Machine arrière toute. Après avoir provoqué de vives réactions depuis les révélations de Radio-Canada, le Conseil scolaire catholique (CSC) Providence annonce suspendre la destruction des livres accusés de propager des stéréotypes sur les peuples autochtones. Parmi les oeuvres visées, on comptait celles de Tintin et Astérix.
Recyclés, brûlés ou détruits, près de 5000 livres ont disparu des tablettes des classes, au grand dam de certains de leurs auteurs qui dénoncent un geste de censure. Environ 200 autres livres devaient encore être évalués. Nommée «Redonnons à Mère Terre», cette initiative a été organisée dans un but de réconciliation avec les Premières Nations. La nouvelle controversée a fait le tour du monde en 24 heures.
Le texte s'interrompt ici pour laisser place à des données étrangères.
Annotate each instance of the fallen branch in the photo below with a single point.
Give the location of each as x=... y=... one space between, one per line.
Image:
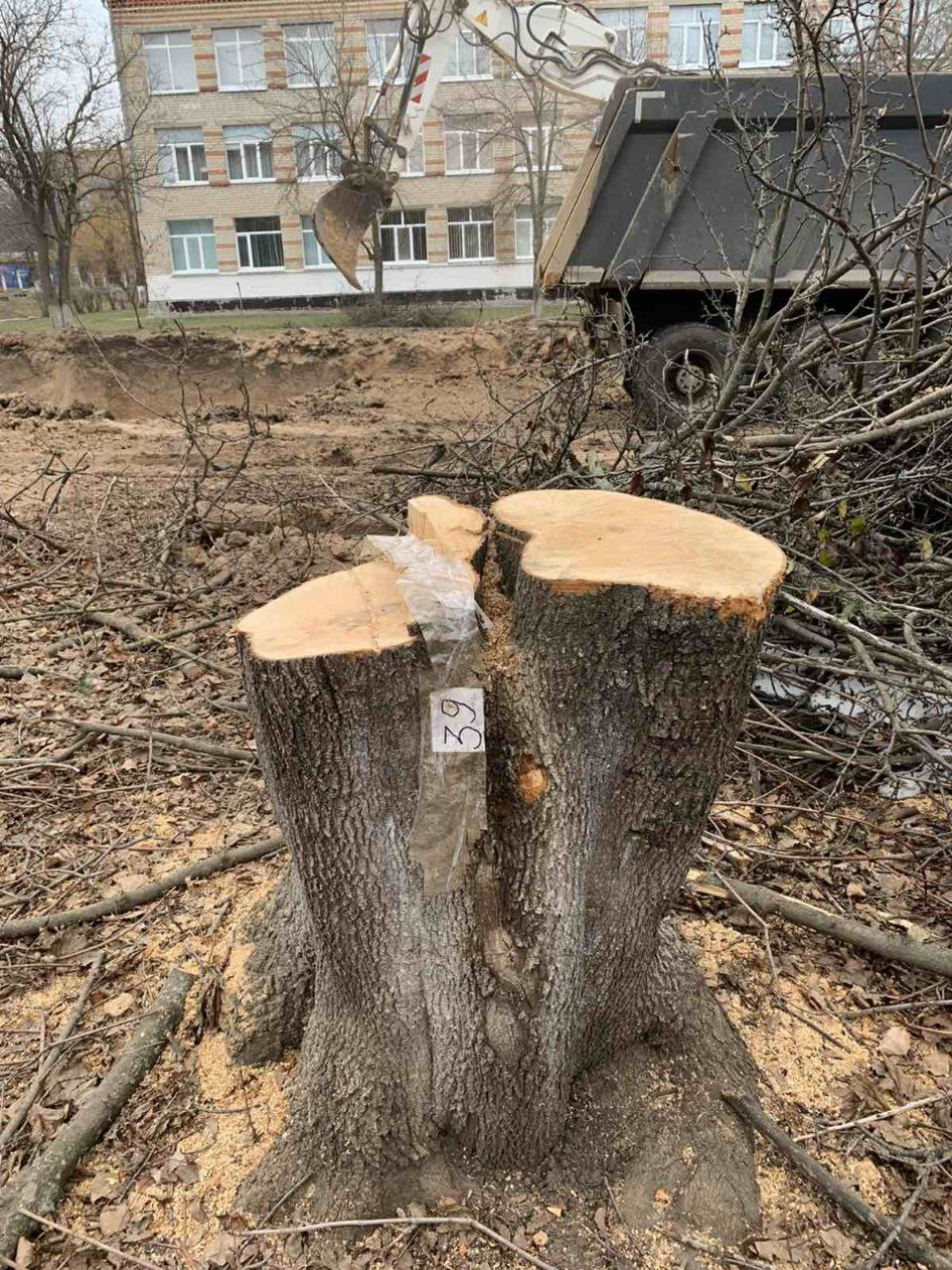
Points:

Ce matin, Radio-Canada avait révélé que la coprésidente de la Commission autochtone du Parti libéral du Canada, Suzy Kies, qui a notamment accompagné le conseil scolaire dans cette démarche, n’avait aucun ancêtre autochtone. Devant cette révélation, le Conseil scolaire a annoncé mettre «sur pause» l’ensemble de son projet «Redonnons à Mère Terre». Il a aussi déclaré entreprendre une nouvelle réflexion sur le processus de refonte.
«Nous sommes profondément troublés et inquiets. Le CSC Providence croyait fermement les affirmations de Suzy Kies lorsqu’elle se disait être autochtone de la Confédération des Wbanakis et du clan de la Tortue», écrit la porte-parole du conseil scolaire, Lyne Cossette.
Un deux poids, deux mesures dénoncé
L’enseignant et militant autochtone Xavier Watso estime que la réaction du monde entier face à l’initiative «Redonnons à Mère Terre» est disproportionnée. «Surtout que cela s’est passé il y a deux ans, dit-il. C’est vraiment une instrumentalisation de l’information pour se faire du capital politique.»
Selon M. Watso, la controverse est utilisée par les Allochtones pour «modérer le ton» des Autochtones. «On se fait toujours dire comment on devrait changer les choses. On est encore en train de se faire dire qu’on doit faire les choses à la façon des Blancs. C’est encore une forme de colonialisme», dénonce-t-il.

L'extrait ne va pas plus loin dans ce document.